The concept of ‘Inference Speedup’ in the context of large language models (LLMs) centers on optimizing the efficiency of LLMs during the inference stage—the process of using a trained model to generate predictions on new input data. Traditional LLMs, due to their dense parameter structure, often exhibit slow inference speeds. The research explores methods to significantly enhance inference speeds, which is crucial for deploying LLMs in real-time applications. UltraMem, a novel architecture, addresses the challenges by utilizing large-scale, ultra-sparse memory layers, reducing memory access latency without sacrificing model performance. This sparse architecture contrasts with the dense parameter approach, resulting in a substantial inference speedup compared to Mixture of Experts (MoE) models and other existing methods. The study’s experimental validation shows that UltraMem achieves up to a 6x speedup over MoE while maintaining comparable performance. The scaling behavior is also analyzed, indicating that UltraMem’s speed advantage grows even more pronounced with larger batch sizes. This inference speedup, combined with UltraMem’s favorable scaling properties and state-of-the-art performance, makes it a compelling solution for various real-world applications demanding fast and accurate LLM inference.

Scaling Properties
#

The scaling properties of large language models (LLMs) are a crucial area of research, focusing on how model performance changes with increased size and computational resources. Efficient scaling is paramount for cost-effectiveness and practicality. A key aspect involves understanding the relationship between the number of parameters, training data, and computational power, and how this impacts accuracy and inference speed. Mixture-of-Experts (MoE) models aim to decouple parameter count from computational cost, but face challenges in inference due to high memory access. The paper’s proposed UltraMem architecture attempts to address these limitations by incorporating a large-scale, ultra-sparse memory layer. This approach aims to achieve favorable scaling properties by significantly reducing inference latency while maintaining performance. The research delves into empirical demonstrations of UltraMem’s scaling laws, comparing its performance to traditional models and MoE, particularly with respect to the trade-offs between memory access and computation. The results aim to show UltraMem’s superior scaling behavior within a given computational budget, achieving state-of-the-art inference speed and model performance. The analysis likely investigates how UltraMem handles increased memory slots and addresses potential challenges in scaling its ultra-sparse memory layer.

Ablation Studies
#

Ablation studies systematically remove components of a model to assess their individual contributions. In this context, the researchers likely conducted ablation experiments to understand the impact of various architectural choices and design decisions on the overall model performance.
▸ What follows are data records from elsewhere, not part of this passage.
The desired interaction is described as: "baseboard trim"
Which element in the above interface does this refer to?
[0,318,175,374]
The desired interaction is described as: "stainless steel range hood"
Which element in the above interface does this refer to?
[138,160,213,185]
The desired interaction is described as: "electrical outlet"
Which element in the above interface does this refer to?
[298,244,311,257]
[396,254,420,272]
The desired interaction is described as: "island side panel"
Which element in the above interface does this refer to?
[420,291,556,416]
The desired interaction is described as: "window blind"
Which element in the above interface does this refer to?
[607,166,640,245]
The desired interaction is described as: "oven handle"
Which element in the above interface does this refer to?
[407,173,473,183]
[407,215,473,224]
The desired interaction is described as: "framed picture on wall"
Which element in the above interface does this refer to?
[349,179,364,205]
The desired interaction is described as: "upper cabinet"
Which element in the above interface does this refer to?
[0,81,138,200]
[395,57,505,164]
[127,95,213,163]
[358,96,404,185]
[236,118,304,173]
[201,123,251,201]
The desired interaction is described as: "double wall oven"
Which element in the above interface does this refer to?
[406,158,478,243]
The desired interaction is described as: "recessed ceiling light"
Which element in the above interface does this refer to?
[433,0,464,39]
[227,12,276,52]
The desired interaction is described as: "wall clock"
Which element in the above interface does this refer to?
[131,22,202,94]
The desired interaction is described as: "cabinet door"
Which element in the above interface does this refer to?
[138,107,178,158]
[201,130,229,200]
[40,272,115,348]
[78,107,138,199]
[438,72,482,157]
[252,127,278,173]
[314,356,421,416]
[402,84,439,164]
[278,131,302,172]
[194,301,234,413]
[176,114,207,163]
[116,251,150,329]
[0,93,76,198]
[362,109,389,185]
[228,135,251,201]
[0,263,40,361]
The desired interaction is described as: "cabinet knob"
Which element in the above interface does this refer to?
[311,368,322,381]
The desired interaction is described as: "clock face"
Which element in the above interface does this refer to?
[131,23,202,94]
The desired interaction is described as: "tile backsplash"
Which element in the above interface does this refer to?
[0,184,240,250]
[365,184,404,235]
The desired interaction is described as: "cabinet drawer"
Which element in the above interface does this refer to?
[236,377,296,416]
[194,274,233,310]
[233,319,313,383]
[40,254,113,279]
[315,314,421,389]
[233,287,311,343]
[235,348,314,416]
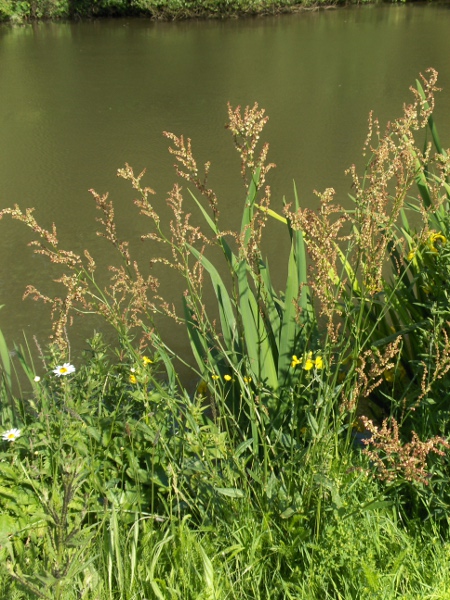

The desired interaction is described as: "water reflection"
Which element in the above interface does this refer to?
[0,4,450,370]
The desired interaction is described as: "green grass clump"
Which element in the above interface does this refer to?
[0,70,450,600]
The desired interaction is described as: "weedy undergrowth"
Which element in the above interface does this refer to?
[0,70,450,597]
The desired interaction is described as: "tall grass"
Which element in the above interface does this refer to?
[0,70,450,600]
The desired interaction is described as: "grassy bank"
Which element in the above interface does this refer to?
[0,0,384,23]
[0,70,450,600]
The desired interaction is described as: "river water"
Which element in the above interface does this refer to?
[0,3,450,366]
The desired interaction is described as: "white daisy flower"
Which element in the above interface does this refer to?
[2,429,20,442]
[53,363,75,377]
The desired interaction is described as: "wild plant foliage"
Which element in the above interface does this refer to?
[0,69,450,598]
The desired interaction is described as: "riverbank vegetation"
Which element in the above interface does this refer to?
[0,70,450,600]
[0,0,394,23]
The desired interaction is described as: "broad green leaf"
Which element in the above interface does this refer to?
[214,487,244,498]
[188,245,240,362]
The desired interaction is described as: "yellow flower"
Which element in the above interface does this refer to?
[428,231,447,254]
[291,354,302,369]
[314,356,323,369]
[303,352,314,371]
[303,358,314,371]
[407,248,416,260]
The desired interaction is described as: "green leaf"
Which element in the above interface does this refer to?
[214,487,244,498]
The goal is to isolate the effects of specific components and quantify their importance. For example, removing certain modules, like specific attention mechanisms or modifying the training process itself, and then measuring the performance drop enables researchers to understand which features are essential for performance. Results would reveal the relative importance of each component. Identifying critical elements helps refine model architecture, remove redundancy, and potentially guide future research focusing on improving the identified crucial parts of the model. Additionally, it helps to disentangle the complex interactions between different components and determine whether the contributions are additive or interactive. Overall, a comprehensive ablation study strengthens the paper by proving the effectiveness of the proposed methods and provides a better understanding of their underlying mechanisms.

Future Directions
#

Future research could explore several promising avenues. Improving the efficiency of the key-value retrieval mechanism within UltraMem is crucial. Investigating alternative sparse attention mechanisms or exploring more advanced decomposition techniques beyond Tucker decomposition could significantly enhance performance and reduce computational costs. Extending UltraMem to other modalities beyond text, such as images or audio, presents a significant challenge but offers potential for broader applications. Investigating the scaling properties of UltraMem further is important to understand its limitations and opportunities at truly massive scales. This includes exploring different hardware architectures and training strategies to improve both training speed and inference efficiency. Finally, developing robust methods for handling expert imbalance in UltraMem is critical to ensuring its effectiveness across various downstream tasks and datasets. Thorough evaluation on diverse benchmark datasets is essential to validate its generalizability and compare it to state-of-the-art methods.

More visual insights
#

More on figures

🔼 This figure shows the inference time of different Transformer models as the number of consumed tokens increases. The models compared are a dense Transformer, a Mixture-of-Experts (MoE) model, and the UltraMem model introduced in the paper. The x-axis represents the number of consumed tokens (in billions) and is plotted on a logarithmic scale. The y-axis represents the inference time in milliseconds. The figure demonstrates that UltraMem has significantly lower inference time than MoE, and comparable inference time with the dense Transformer, despite having the same computational cost and twelve times more parameters than the dense model.
read the caption
(b) Inference time

🔼 This figure displays the memory access (in GB) for different models across varying batch sizes. It shows how memory usage increases as batch size increases for different architectures. The models include a standard Transformer, Mixture of Experts (MoE), and the proposed UltraMem model. This visualization helps demonstrate the memory efficiency of UltraMem compared to traditional methods and MoE, particularly highlighting its lower memory footprint at larger batch sizes. The x-axis represents batch size (log scale), and the y-axis represents memory access (log scale).
read the caption
(c) Memory access

🔼 This figure compares the performance of three different model architectures: a standard Transformer, a Mixture-of-Experts (MoE) model, and the proposed Ultra-Sparse Memory Network (UltraMem). All three models were designed to have approximately the same computational cost, and the MoE and UltraMem models have the same number of parameters. The plots show how validation loss, inference time, and memory access vary as a function of the number of consumed tokens (a proxy for the input sequence length). The x-axis uses a logarithmic scale to better visualize the trends across different input sizes. For the inference time (b) and memory access (c) measurements, the sequence length was set to 1 (since only one token can be predicted at a time during inference), and the key/value cache length was set to 2048. The inference time and memory access tests were performed on an NVIDIA A100-SXM-80GB GPU.
read the caption
Figure 1: We ensured that three models have the same computation, and MoE and UltraMem have the same parameters. The x-axis is plotted on a logarithmic scale. In (b) and (c), the sequence length is 1 because during decoding time, we can only predict one token at a time, and the key/value cache length is 2048. The experiments in (b) and (c) are conducted on the A100-SXM-80GB.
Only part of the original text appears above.